Surprisingly, Mr Boleat was prepared to concede a few points. These were, however, of the variety that are indisputable. Yes, there was some mis- selling of personal pensions and wrong advice was given to opt out of company schemes, he admits. Yes, insurance companies were sometimes guilty. And yes, it is going to cost the industry a great deal in compensation.

But was the insurance industry really at fault? Was it hell. The real fault lay in under-estimating the public's enthusiasm for personal pensions. In other words, it was the buyer, not the seller who was to blame.

His unwillingness to accept the scale of what happened from 1988 onwards and his members' responsibility for it is mirrored in his judgement of what people think about it all. According to Mr Boleat, nobody much cares. This, of course, is what the insurance industry would like to think, but it surely cannot be what Mr Boleat's members really believe.
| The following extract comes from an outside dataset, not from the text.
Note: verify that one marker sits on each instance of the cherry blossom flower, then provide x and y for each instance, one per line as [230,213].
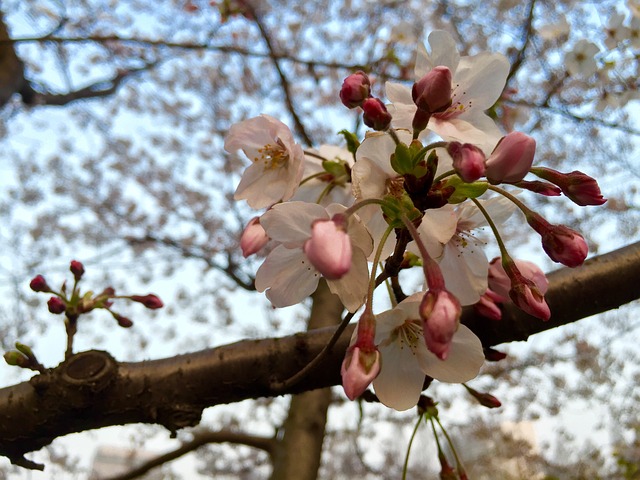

At a time when it is increasingly clear that the state will not fund decent retirement incomes for everyone, one would expect some humility from insurers, if only so that they can restore confidence in their financial products and take advantage of the revolution in savings attitudes and patterns that must now take place. Speeches like that of Mr Boleat hardly inspire faith or help an industry already held in such low esteem. Nor can the idea of compelling the nation to invest in private pensions, given a fresh airing at this week's National Association of Pension Funds conference, really be taken seriously while such nonsense persists.

Setting aside the moral concerns of any compulsory levy that is not a tax, who is to run this national private-sector scheme - the same insurers who have been ripping people off over personal pensions? Not on present form. The occupational pension schemes represented by the NAPF, would not be much of a substitute either. Most people are going to have a real problem with any form of compulsory saving that cannot be inherited, as a pension cannot, regardless of who manages it.

The need to raise awareness about the importance of self-help in providing for old age is urgent and vital. For all kinds of savings organisations and mechanisms, including insurance companies, there is a real opportunity in this. Increasingly, ministers accept the need to extend the tax privileges of pensions to other forms of saving. If they do not watch it, the insurance companies will miss out in the coming bonanza.